Distilling the Knowledge in a Neural Network


  • In machine learning, it is common to train a single large model (with a large number of parameters) or ensemble of multiple smaller models using the same dataset.

  • While such large models help to improve the performance of the system, they also make it difficult and computationally expensive to deploy the system.

  • The paper proposes to transfer the knowledge from such “cumbersome” models into a single, “simpler” model which is more suitable for deployment. This transfer of knowledge is referred to as “distillation”.

  • Link to the paper


  • Train the cumbersome model using the given training data in the usual way.

  • Train the simpler, distilled model using the class probabilities (from the cumbersome model) as the soft target. Thus, the simpler model is trained to generalise the same way as the cumbersome model.

  • If the soft targets have high entropy, they provide much more information than the hard targets and the gradient (between training examples) would vary lesser.

  • One approach is to minimise the L2 difference between logits produced by the cumbersome model and the simpler model. This approach was pursued by Buciluǎ et al.

  • The paper proposes a more general solution which they name “distillation”. The temperature of the final softmax is increased till the cumbersome model produces a set of soft targets (from the final softmax layer). These soft targets are then used to train the simpler model.

  • It also shows that the proposed approach is, in fact, a more general case of the first approach.


  • In the simplest setting, the cumbersome model is first trained with a high value of temperature and then the same temperature value is used to train the simpler model. The temperature is set to 1 when making predictions using the simpler model.

  • It helps to add an auxiliary objective function which corresponds to the cross-entropy loss with the correct labels. The second objective function should be given a much lower weight though. Further, the magnitude of the soft targets needs to be scaled by multiplying with the square of temperature.

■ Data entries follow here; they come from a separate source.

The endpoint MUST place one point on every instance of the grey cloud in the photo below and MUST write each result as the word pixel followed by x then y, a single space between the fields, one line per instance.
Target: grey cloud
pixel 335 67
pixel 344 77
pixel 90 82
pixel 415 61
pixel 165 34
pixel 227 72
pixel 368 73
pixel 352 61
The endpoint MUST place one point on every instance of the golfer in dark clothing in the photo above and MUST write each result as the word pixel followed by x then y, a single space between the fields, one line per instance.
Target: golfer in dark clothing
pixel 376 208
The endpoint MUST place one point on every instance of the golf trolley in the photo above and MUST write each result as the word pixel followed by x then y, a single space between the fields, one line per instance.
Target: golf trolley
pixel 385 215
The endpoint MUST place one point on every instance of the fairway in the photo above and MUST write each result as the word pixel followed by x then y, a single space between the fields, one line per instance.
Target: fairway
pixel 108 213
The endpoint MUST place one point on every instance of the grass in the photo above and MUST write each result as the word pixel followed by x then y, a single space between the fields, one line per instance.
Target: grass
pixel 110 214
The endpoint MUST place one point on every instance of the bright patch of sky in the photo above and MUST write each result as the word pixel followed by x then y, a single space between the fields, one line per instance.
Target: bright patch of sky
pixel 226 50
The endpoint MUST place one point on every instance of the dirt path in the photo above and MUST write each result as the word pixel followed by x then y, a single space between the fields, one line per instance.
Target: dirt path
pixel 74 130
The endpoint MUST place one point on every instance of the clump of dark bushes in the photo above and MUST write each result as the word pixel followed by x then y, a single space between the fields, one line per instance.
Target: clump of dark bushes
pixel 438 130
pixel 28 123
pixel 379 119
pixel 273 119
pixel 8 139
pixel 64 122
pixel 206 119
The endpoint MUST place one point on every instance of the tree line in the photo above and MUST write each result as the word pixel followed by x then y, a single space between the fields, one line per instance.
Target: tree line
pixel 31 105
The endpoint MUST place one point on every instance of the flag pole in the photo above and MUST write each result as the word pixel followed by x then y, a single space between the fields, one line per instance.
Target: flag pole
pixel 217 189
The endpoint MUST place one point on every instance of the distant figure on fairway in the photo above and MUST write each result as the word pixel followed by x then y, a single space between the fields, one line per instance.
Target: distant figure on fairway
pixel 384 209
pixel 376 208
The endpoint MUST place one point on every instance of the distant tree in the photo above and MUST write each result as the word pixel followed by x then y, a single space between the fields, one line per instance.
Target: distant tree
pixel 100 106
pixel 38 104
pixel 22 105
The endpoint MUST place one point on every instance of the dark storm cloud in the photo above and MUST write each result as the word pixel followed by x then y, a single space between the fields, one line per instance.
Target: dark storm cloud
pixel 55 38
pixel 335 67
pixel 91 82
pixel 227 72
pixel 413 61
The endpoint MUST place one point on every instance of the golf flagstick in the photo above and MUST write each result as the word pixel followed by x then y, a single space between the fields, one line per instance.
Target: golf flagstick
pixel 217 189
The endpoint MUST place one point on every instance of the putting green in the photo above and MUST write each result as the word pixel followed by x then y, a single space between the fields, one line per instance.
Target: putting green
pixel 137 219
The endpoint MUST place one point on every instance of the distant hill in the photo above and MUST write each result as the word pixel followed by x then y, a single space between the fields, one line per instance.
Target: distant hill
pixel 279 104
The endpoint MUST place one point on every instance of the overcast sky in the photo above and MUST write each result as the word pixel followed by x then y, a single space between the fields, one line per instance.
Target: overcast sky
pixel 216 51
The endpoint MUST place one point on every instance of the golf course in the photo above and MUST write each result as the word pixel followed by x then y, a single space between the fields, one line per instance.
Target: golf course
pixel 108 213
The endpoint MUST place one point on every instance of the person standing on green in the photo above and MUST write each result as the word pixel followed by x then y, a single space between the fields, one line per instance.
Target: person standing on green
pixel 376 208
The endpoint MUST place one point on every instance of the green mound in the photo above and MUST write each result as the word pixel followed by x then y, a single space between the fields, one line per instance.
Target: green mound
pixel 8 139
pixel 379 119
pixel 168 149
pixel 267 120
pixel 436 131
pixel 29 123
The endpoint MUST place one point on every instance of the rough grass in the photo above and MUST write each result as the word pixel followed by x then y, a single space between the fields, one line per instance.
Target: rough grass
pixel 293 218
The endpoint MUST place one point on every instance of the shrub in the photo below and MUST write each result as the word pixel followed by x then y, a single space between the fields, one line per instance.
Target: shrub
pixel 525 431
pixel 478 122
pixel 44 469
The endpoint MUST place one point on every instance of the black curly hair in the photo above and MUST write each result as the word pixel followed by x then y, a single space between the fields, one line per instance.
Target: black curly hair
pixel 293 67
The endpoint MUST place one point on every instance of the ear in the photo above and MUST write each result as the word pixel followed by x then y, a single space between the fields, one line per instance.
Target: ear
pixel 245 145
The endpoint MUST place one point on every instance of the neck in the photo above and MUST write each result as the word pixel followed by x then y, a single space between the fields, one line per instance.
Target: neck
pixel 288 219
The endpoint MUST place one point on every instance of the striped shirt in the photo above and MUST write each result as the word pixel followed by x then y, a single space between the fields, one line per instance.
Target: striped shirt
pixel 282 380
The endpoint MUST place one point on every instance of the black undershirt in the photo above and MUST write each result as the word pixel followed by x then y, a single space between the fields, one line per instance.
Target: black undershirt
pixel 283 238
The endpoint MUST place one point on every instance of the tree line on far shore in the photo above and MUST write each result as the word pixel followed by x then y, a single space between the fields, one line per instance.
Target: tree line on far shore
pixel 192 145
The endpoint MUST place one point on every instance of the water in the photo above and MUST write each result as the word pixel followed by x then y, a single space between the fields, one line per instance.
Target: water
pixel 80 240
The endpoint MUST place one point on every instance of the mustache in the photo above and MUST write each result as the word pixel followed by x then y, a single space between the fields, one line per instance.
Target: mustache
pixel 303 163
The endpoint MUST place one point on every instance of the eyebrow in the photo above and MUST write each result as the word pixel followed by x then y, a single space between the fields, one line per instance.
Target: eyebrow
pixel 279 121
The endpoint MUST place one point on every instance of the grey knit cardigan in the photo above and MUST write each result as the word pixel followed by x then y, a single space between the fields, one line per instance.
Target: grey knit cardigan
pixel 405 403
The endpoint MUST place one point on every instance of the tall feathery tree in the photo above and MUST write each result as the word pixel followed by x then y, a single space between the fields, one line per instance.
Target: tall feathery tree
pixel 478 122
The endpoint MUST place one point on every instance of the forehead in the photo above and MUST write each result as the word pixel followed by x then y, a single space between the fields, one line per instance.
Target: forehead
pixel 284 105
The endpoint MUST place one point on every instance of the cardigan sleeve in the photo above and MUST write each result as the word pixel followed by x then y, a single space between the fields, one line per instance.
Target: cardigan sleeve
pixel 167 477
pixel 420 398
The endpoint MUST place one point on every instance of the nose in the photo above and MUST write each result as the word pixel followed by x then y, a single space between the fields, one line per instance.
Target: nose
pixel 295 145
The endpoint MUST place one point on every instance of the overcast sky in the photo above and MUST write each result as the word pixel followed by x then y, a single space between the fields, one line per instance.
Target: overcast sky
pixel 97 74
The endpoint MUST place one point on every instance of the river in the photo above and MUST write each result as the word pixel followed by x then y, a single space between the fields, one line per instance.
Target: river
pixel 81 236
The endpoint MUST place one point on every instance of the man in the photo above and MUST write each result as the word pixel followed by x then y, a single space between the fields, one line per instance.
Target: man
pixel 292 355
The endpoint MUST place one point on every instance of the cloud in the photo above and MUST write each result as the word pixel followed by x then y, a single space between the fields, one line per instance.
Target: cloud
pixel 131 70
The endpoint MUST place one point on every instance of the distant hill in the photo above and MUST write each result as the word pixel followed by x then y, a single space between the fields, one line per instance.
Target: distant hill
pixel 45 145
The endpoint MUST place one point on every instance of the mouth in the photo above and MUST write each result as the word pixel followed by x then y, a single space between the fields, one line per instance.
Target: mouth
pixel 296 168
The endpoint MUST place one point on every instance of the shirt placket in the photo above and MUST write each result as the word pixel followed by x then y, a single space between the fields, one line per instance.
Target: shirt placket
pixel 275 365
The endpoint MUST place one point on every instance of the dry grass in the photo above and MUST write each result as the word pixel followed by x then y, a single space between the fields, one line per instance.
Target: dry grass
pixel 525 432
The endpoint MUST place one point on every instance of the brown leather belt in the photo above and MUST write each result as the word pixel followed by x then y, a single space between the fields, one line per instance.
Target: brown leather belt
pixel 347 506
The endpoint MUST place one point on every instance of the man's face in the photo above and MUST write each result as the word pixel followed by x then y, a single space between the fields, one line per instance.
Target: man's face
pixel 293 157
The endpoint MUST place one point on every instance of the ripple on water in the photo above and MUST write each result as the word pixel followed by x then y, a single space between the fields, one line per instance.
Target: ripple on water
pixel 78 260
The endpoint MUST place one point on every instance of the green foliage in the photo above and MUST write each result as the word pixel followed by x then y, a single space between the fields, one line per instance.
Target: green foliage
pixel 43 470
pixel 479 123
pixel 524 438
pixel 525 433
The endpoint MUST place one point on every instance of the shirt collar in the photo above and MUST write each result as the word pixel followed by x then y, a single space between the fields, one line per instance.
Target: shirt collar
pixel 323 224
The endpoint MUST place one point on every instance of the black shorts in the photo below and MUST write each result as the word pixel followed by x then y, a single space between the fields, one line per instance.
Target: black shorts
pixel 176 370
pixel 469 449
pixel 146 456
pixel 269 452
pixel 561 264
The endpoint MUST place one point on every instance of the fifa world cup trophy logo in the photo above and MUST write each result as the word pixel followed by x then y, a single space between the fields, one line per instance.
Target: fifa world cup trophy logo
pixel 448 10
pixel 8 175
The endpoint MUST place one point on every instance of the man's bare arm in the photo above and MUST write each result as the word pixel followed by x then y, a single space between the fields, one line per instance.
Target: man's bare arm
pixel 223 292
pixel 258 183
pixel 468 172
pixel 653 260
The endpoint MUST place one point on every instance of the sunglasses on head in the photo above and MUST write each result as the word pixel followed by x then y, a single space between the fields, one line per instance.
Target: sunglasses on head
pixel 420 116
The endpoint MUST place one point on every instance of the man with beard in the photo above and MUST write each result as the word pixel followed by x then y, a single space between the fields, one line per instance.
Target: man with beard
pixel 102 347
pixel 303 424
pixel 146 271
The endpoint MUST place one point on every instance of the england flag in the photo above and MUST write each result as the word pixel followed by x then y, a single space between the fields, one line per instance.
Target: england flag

  • The paper reports favourable results for distillation task for the following domains:

    • Image Classification (on MNIST dataset)

      • An extra experiment is performed where the simpler model is not shown any images of “3” but the model fails for only 133 cases out of 1010 cases involving “3”.
    • Automatic Speech Recognition (ASR)

      • An extra experiment is performed where the baseline model is trained using both hard targets and soft targets alternatively. Further, only 3% of the total dataset is used.

      • The model using hard targets overfits and has poor test accuracy while the model using soft targets does not overfit and gets much better test accuracy. This shows the regularizing effect of soft targets.

    • Training ensemble specialists for very large datasets (JFT dataset - an internal dataset at Google)

      • The experiment shows that while training a single large model would take a lot of time, the performance of the model can be improved by learning a small number of specialised networks (which are faster to train).

      • Though it is yet to be shown that the knowledge of such specialist models can be distilled back into a single model.